On their last night in the NICU, a nurse told them Medstar doesn’t have a written policy on AMA for minors, only for adults. That’s why the hospital reached out to their legal team for advice.
“The director assured us that ‘this would be eye-opening for Medstar’ considering all the commotion our request caused. We can only hope that Medstar does something about this so that no other parents have to go through the turmoil we went through.”
Stephanie says she knows all too well the stresses of being in the medical field. She’s an ER/trauma nurse who most recently worked at one of the busiest level-one trauma centers in D.C.
“I have the most sympathy and understanding for the daily struggles nurses and medical professionals go through on a daily basis, but the things we experienced at WHC were more than the common problems amongst hospitals, such as understaffing.”
Since they left the hospital, Stephanie says no one from Medstar has reached out to address their concerns.

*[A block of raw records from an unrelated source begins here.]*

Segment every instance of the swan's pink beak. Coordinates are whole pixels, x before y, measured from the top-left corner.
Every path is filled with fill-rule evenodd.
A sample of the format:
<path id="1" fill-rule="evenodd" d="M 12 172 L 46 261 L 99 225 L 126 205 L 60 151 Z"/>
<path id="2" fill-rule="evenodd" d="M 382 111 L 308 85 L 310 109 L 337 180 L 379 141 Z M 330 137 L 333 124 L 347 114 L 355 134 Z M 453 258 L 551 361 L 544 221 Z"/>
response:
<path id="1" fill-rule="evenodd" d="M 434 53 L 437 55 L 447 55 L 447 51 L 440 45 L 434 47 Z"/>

When Stephanie’s sister submitted a complaint on the hospital website, a woman responded saying, “This is absolutely more than our office is equipped to handle”.
When Hudson was discharged from the NICU, the doctors were feeding him 50mL every three hours around the clock. Now that he’s home, he’s taking 60-80mLs every 2-4 hours and is able to feed in between when he shows that he’s hungry. He’s also more than a pound over his birth weight.
While their family is still recovering from the stress and trauma this experience has caused, Hudson continues to get stronger every day.
The BayNet reached out to the hospital but never received a response.